The Privacy Commissioner had appealed an AAT decision in a case involving former Fairfax journalist Ben Grubb’s attempt to access a range of data related to his mobile service with Telstra.
Grubb engaged in a protracted battle with Telstra to access a range of the data available to law enforcement organisations, including a significant amount covered by Australia’s data retention regime.
The data sought included cell tower logs, inbound call and text details, the duration of mobile data sessions and phone calls, and the URLs of websites he visited.
Telstra eventually agreed to hand over some but not all the data Grubb requested. However, a ruling by Pilgrim would have forced the telco to hand over all of the data sought by the journalist. Telstra took the Privacy Commissioner’s ruling to the AAT, which sided with the telco.
The AAT ruled that a range of the data did not constitute personal information about Grubb. For example, the IP address allocated to an individual’s smartphone for a period did not constitute personal information and thus Telstra was not required to hand it over upon request.
The Federal Court in January declined to overturn the AAT’s ruling. In its decision, the court did not take a stance on whether a range of the data involved in the case specifically constituted information about Grubb.
The majority ruling stated that it “is unnecessary in this case to descend to the detail of whether any of the requested information was ‘personal information’ or not.”

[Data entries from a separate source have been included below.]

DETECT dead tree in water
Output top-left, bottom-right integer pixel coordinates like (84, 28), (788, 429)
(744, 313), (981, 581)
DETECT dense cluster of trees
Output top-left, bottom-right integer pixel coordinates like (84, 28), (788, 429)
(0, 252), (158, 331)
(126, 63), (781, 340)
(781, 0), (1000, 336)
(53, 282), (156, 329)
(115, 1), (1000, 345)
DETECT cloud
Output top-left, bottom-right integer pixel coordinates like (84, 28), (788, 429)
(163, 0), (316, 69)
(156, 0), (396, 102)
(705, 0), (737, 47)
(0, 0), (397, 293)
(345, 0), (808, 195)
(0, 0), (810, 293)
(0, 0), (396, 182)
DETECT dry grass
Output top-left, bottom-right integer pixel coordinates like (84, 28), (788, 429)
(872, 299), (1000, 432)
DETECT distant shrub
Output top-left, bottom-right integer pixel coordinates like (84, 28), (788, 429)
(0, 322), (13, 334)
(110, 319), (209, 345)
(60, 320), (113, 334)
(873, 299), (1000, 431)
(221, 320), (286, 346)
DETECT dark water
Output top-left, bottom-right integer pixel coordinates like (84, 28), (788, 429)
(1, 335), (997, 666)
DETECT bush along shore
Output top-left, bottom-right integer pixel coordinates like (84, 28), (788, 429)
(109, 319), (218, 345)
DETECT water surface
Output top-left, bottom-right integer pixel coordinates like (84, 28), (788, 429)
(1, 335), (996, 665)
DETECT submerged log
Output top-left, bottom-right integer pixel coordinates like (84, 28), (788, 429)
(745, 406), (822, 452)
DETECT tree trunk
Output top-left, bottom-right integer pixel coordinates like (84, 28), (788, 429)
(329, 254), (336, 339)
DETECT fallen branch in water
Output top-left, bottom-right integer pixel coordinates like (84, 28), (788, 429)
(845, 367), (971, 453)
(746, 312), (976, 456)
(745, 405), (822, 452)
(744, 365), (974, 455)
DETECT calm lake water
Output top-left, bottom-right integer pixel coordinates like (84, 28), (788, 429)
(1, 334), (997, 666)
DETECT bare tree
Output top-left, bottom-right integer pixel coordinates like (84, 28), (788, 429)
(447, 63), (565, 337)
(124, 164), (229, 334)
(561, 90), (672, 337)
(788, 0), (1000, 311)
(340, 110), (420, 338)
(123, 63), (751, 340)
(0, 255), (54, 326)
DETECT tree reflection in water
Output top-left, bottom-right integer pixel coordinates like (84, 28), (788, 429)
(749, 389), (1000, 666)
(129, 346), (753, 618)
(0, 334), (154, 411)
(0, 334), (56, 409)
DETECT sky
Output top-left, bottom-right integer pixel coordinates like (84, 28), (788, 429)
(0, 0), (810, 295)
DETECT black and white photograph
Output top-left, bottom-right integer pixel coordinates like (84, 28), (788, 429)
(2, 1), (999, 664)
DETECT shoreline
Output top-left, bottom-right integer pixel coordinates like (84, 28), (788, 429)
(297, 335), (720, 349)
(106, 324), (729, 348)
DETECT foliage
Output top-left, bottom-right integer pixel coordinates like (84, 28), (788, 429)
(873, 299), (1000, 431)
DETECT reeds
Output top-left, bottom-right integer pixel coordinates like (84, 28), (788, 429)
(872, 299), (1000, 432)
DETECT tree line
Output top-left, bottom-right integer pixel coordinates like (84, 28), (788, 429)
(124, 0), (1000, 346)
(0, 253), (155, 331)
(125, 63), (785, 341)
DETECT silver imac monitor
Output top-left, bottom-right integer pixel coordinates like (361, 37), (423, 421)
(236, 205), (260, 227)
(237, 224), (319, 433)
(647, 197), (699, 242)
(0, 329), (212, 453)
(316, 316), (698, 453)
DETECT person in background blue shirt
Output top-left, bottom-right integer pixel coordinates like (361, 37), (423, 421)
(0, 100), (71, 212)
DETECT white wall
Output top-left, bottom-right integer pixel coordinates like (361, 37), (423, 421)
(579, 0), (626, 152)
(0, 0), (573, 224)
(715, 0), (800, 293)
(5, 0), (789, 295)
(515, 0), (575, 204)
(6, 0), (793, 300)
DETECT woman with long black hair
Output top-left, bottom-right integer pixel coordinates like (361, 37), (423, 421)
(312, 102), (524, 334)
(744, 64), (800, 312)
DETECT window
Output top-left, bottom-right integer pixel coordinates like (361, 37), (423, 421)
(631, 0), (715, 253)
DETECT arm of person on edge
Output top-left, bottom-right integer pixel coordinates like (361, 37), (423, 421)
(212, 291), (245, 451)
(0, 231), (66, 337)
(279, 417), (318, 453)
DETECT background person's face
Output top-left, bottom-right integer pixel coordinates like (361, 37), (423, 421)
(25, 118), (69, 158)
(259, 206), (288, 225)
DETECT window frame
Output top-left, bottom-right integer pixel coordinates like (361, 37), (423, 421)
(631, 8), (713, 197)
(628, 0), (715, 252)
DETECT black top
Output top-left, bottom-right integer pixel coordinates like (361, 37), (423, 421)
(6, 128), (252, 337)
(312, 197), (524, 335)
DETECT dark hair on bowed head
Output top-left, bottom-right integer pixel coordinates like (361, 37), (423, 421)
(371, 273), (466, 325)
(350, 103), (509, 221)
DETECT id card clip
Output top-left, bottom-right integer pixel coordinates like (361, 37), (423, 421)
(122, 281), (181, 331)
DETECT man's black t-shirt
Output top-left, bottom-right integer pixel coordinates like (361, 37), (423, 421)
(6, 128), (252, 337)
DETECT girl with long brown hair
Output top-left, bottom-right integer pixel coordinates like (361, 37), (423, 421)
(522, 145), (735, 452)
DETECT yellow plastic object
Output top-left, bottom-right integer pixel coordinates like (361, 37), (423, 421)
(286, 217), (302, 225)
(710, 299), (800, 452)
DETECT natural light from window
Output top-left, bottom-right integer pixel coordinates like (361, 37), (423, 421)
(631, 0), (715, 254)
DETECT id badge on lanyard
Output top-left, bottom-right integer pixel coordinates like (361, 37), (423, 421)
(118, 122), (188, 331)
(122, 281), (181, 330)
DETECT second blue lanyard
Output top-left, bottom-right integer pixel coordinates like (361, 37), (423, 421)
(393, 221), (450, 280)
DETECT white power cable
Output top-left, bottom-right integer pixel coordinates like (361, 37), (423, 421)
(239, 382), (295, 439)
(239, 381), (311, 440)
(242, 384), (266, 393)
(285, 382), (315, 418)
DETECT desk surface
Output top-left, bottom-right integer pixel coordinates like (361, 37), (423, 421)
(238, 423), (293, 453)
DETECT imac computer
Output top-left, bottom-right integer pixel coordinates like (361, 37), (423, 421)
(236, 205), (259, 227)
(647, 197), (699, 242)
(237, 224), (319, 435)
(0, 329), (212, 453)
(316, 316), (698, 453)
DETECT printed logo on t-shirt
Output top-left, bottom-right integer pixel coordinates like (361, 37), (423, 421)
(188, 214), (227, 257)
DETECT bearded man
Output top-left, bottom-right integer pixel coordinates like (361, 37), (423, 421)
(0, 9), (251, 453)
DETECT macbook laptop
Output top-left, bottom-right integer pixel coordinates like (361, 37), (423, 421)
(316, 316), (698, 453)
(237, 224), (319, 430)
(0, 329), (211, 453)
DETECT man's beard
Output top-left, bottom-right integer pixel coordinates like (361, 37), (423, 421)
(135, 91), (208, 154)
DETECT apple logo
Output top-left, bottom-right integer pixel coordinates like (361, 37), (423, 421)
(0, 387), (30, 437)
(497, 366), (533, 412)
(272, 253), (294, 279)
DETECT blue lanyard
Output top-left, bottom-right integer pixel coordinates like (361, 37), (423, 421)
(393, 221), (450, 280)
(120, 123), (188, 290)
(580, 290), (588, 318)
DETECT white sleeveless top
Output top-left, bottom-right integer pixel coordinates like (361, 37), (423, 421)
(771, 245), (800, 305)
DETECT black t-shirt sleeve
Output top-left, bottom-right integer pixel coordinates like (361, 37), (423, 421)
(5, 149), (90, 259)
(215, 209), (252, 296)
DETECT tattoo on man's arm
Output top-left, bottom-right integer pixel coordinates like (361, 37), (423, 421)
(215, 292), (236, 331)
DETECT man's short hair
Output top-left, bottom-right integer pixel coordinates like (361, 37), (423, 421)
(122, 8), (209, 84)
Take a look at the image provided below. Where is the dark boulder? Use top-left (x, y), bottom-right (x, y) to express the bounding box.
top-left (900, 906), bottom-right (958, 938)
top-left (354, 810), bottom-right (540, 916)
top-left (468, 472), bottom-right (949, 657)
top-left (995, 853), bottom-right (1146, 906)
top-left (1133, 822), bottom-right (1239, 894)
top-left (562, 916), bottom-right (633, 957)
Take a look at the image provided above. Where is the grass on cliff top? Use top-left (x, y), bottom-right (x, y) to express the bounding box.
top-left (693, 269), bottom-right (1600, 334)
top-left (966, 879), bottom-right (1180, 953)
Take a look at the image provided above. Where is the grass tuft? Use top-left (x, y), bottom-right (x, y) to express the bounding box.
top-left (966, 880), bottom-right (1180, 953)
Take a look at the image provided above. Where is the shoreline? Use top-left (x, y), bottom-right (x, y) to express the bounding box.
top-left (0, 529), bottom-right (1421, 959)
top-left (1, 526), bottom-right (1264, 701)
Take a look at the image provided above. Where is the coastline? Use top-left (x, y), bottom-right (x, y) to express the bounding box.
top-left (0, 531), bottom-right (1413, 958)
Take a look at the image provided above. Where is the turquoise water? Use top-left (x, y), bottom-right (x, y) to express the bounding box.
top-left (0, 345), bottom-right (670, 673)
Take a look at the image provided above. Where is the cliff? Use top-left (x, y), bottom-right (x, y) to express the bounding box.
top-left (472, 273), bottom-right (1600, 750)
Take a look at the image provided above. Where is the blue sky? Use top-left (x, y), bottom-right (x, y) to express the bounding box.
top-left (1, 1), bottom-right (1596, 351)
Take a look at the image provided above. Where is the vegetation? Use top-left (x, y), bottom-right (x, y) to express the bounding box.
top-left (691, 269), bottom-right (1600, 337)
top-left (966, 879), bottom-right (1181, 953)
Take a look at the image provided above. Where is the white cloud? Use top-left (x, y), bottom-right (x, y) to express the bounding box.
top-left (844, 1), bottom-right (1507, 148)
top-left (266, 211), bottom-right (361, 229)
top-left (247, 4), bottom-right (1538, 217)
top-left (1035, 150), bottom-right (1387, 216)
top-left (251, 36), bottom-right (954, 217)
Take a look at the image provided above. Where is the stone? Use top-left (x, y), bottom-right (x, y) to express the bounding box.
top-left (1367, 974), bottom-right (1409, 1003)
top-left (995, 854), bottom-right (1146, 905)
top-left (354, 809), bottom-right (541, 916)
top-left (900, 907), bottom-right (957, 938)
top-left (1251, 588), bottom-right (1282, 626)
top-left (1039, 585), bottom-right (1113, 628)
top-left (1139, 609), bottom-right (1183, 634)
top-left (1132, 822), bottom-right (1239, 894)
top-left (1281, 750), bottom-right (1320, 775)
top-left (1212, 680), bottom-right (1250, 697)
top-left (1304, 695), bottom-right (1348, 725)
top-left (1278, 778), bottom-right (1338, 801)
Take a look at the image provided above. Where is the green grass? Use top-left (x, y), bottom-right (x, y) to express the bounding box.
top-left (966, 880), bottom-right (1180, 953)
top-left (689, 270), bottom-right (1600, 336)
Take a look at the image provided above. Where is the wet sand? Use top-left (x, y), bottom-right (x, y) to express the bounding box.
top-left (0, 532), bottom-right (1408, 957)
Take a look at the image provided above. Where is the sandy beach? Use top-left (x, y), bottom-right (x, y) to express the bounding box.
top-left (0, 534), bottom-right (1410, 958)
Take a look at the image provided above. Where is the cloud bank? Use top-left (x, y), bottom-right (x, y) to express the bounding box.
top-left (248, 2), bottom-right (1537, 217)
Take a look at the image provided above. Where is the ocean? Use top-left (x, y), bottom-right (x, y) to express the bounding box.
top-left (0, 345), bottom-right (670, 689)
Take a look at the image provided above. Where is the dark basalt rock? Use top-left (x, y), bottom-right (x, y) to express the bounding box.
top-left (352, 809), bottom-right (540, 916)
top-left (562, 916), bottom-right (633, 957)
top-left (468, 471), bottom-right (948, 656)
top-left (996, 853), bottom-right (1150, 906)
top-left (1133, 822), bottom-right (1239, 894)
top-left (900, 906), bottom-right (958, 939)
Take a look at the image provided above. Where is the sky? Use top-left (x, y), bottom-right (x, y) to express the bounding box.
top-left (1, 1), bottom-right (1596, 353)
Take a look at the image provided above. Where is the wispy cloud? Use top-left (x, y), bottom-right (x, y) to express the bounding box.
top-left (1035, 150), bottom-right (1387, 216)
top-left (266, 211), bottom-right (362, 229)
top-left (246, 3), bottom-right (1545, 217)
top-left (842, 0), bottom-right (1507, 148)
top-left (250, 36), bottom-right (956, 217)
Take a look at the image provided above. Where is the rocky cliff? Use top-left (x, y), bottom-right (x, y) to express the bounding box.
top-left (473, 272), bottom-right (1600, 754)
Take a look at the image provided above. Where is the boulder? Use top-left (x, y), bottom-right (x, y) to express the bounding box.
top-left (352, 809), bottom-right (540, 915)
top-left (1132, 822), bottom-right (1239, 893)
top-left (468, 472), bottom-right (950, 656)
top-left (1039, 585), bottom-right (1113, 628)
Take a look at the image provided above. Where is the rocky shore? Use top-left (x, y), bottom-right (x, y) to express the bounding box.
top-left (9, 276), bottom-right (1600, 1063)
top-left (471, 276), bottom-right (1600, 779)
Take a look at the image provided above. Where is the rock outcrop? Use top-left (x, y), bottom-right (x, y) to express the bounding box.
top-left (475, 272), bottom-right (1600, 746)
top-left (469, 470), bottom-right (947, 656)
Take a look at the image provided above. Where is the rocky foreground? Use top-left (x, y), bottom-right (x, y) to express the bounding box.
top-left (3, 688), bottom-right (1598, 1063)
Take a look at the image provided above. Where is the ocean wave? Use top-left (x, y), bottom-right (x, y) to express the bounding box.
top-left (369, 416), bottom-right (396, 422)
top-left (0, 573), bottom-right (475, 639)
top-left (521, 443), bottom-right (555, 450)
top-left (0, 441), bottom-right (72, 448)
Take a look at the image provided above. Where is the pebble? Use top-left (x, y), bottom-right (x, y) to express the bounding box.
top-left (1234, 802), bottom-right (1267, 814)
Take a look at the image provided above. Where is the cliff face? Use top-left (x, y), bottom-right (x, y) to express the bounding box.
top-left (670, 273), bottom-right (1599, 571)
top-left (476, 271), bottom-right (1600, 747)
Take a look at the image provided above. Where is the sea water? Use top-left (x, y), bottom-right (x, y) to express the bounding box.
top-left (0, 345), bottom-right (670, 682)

The judgement said: “Nor is it necessary to canvass the numerous hypothetical examples concerning whether information is ‘about’ an individual or not. There was no ground of appeal which alleged that the AAT erred in its conclusion that none of the information was about Mr Grubb. In other words, the Privacy Commissioner did not seek to establish that any of the information was about Mr Grubb. The appeal was argued only at the high level of generality concerning whether the AAT was correct to give content to the words [‘about an individual’].”
In a statement released today by the Office of the Australian Information Commissioner, Pilgrim said that the judgement “provides important guidance as to what is ‘personal information’ in the terms of the Privacy Act 1988.”
The statement added: “In particular, the Court has confirmed that assessing what is ‘personal information’ requires ‘an evaluative conclusion, depending on the facts of any individual case” and that ‘even if a single piece of information is not ‘about the individual’ it may be about the individual when combined with other information’. This is consistent with how ‘personal information’ has been interpreted by my office.
“On review of the judgment, I have therefore decided not to pursue further appeal in this matter. Obtaining clarity for business and agencies about the definition of personal information was my primary interest in the appeal.”
Pilgrim said that his office was developing additional guidance for businesses and government agencies on applying the definition of personal information.